A great teacher once told me that some lectures only need to reach just one student in the class. Knowledge is sometimes like sperm sprayed over an ovum. Only one needs to make contact. And out of a thousand fertile eggs cast into the ocean, if only a few mature enough to create the next generation of eggs, the breeding is a success. We are now all aware of the concept of the meme, and how knowledge and ideas tend to spread in a manner similar to that of the virus. But viral contagions do not only spread exponentially. They sometimes lay dormant and barely survive in small numbers, until conditions become favorable to their sudden explosion which becomes a base number from which they slowly dwindle down until they once again are reduced to minimal survival levels waiting for the next big opportunity. We have seen ideas of bigotry and tyranny behave this way. But enlightenment, civilization, technology, and all forms of progress have also behaved this way, evolving through fits and starts, experiencing near extinction on multiple occasions. But usually surviving just enough to pass on to the next generation. Sometimes, teaching is a part of that process.

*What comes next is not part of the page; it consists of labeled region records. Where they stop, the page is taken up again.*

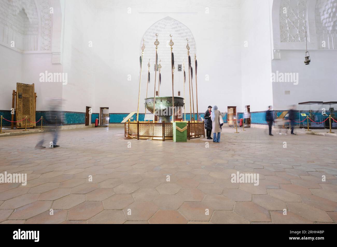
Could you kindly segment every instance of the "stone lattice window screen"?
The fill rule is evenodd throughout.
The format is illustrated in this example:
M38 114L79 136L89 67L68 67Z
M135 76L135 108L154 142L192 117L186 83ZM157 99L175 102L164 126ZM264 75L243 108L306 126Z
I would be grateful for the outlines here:
M281 42L305 42L308 3L308 0L281 0L280 6Z

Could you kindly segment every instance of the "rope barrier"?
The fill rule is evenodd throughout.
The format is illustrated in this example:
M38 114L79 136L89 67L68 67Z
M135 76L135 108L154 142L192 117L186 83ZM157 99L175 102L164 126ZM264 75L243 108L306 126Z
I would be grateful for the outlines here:
M32 122L31 121L30 121L30 119L29 118L28 119L28 120L32 123L36 123L40 122L40 120L41 120L41 118L40 118L40 119L39 119L39 121L38 121L37 122Z
M306 118L306 119L304 119L303 121L301 121L301 122L297 122L297 121L294 121L294 122L295 122L295 123L302 123L302 122L304 122L304 121L305 121L306 120L307 120L307 119Z
M21 119L20 121L10 121L9 120L7 120L5 118L3 117L2 117L2 119L4 119L6 121L8 121L8 122L10 122L11 123L18 123L19 122L21 122L23 120L24 120L25 119L26 119L26 118L24 118L24 119Z
M316 123L316 122L315 122L314 121L313 121L312 120L311 120L311 119L310 118L309 118L309 119L310 119L310 121L311 121L311 122L313 122L315 123L322 123L325 122L327 120L328 120L328 119L329 119L329 118L327 118L326 119L326 120L325 120L324 121L323 121L322 122L320 122L319 123Z

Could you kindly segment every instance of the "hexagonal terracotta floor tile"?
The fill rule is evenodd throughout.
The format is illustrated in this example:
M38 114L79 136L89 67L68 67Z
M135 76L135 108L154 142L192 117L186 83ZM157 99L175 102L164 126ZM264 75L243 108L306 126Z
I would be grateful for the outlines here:
M271 221L267 209L252 202L236 203L234 211L251 222L268 222Z
M115 195L114 190L111 188L99 188L86 195L87 201L101 201Z
M268 195L253 195L252 201L269 210L281 211L287 208L284 201Z
M159 195L156 189L151 188L140 189L132 193L135 201L152 201Z
M162 183L156 188L161 194L175 194L181 189L181 187L175 183Z
M135 202L124 210L128 220L148 220L158 210L158 208L150 202Z
M222 195L207 195L203 202L214 210L233 210L234 203Z
M28 219L39 214L51 208L52 202L49 201L39 201L25 205L17 209L8 219Z
M175 210L159 210L149 222L151 224L186 224L187 220Z
M37 201L40 194L28 193L19 196L5 201L1 204L0 208L7 209L15 209Z
M184 202L201 202L205 194L197 189L182 189L177 194Z
M180 178L176 182L176 183L182 188L193 189L197 187L200 183L191 178Z
M70 194L54 201L51 208L54 209L69 209L85 201L85 195Z
M101 202L85 202L69 210L68 219L69 220L89 219L104 210Z
M162 194L153 201L158 208L164 210L177 209L184 201L177 195Z
M70 188L57 188L47 191L41 194L39 198L40 201L54 201L70 194Z
M213 209L198 202L184 202L178 211L191 221L208 221L213 213Z
M123 224L126 221L121 210L104 210L88 221L88 224Z
M53 214L50 211L46 211L28 219L26 224L59 224L67 219L67 210L53 210Z
M211 219L213 224L249 224L249 222L240 215L231 211L215 211Z
M103 201L105 209L123 209L134 201L131 195L117 194Z
M123 183L114 188L116 194L130 194L139 189L136 183Z

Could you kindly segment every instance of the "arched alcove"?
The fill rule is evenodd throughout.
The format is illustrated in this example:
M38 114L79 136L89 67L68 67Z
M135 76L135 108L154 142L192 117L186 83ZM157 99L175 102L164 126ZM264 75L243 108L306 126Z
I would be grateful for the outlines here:
M173 46L173 51L176 65L176 71L178 70L176 65L182 64L183 58L186 65L188 65L187 50L186 48L187 38L188 39L191 57L193 59L196 46L195 40L191 30L180 22L168 16L153 24L146 30L142 38L140 47L141 47L143 45L143 39L145 39L146 47L143 60L143 71L147 71L147 65L149 62L149 58L150 59L150 71L154 71L156 46L154 43L156 40L156 33L158 35L158 39L159 42L157 51L158 63L159 63L159 59L161 60L162 71L171 71L171 50L168 45L170 39L170 34L172 34L172 41L174 43Z

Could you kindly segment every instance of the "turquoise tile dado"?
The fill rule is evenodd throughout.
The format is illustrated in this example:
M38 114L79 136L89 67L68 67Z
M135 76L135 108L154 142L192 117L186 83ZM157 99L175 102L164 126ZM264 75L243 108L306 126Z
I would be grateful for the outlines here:
M98 113L92 113L91 114L91 123L95 123L95 121L96 118L99 119L99 114Z
M64 112L63 124L84 124L85 123L85 113Z
M1 110L0 110L0 115L2 116L3 118L9 120L10 121L12 121L12 115L10 114L10 111ZM15 113L14 114L14 121L16 121ZM2 119L2 126L10 126L10 122L8 122L3 119ZM15 125L15 123L14 123L14 126Z
M129 113L110 113L109 114L109 123L120 123L125 118L127 117ZM138 121L144 121L145 114L140 113L138 115ZM131 117L130 121L131 122L137 120L137 114L133 114Z
M273 115L275 116L275 112L273 111ZM257 124L267 124L266 121L266 112L255 112L250 113L251 122Z

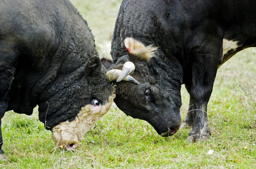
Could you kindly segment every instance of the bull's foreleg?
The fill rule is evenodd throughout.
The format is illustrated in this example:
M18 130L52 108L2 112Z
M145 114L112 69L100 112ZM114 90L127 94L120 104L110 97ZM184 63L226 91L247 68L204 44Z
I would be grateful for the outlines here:
M191 82L185 84L190 100L188 116L184 119L182 127L192 126L187 139L191 142L206 139L211 134L207 106L217 69L217 63L214 59L211 60L210 57L207 60L199 58L192 65Z
M0 159L4 159L5 157L3 151L2 149L3 141L1 120L8 108L9 88L15 71L14 68L5 68L3 70L1 69L3 68L0 68Z
M15 58L14 55L5 55L0 52L0 159L4 158L2 149L1 119L8 108L9 90L15 72Z
M191 98L186 119L192 126L187 141L194 142L205 140L211 135L207 115L207 102L199 103Z

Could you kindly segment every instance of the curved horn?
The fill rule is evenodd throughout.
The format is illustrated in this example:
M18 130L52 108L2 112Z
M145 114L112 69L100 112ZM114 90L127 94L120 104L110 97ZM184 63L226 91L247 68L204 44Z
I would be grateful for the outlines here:
M119 82L128 75L133 74L134 70L135 70L135 66L133 63L129 61L125 62L123 66L122 73L118 78L116 82Z
M122 72L123 71L120 70L112 69L107 72L106 75L110 81L115 81L120 76ZM122 80L131 82L136 85L140 84L138 81L130 75L126 76Z

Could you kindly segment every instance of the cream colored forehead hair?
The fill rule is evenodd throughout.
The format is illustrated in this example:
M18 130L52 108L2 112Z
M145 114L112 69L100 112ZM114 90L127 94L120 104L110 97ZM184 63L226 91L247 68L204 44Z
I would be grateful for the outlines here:
M91 126L109 109L115 97L112 94L106 105L94 106L87 104L82 107L76 119L60 123L52 128L52 138L58 146L78 144Z

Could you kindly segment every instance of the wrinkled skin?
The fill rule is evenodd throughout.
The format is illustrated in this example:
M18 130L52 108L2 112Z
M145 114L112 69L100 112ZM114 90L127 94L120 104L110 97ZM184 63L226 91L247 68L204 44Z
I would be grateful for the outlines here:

Teaching is a multi-faceted process. You can teach practical knowledge to put bread on the table, you could teach the basics behind the practical knowledge to build a more stable foundation, you could teach knowledge that is more profound and thus more durable than the practical skills that could become obsolete in a shorter span of time, you can teach to plant a seed for the civilization to come, or you can teach in order to learn yourself. Teaching is a multi-faceted process because learning is a multi-faceted process. A large part of what you learn will be practical skills to put bread on the table, but a large part of what you do to put bread on the table will be repetitive and dull work. The more durable parts of your knowledge will be the parts that are less immediately applicable. And the part most important for the future of mankind will probably be the part that only a few people will ever listen to.

Should you teach? If you can, yes probably. But you should never lose sight of learning. And you should be conscious of what level of teaching you are involved in.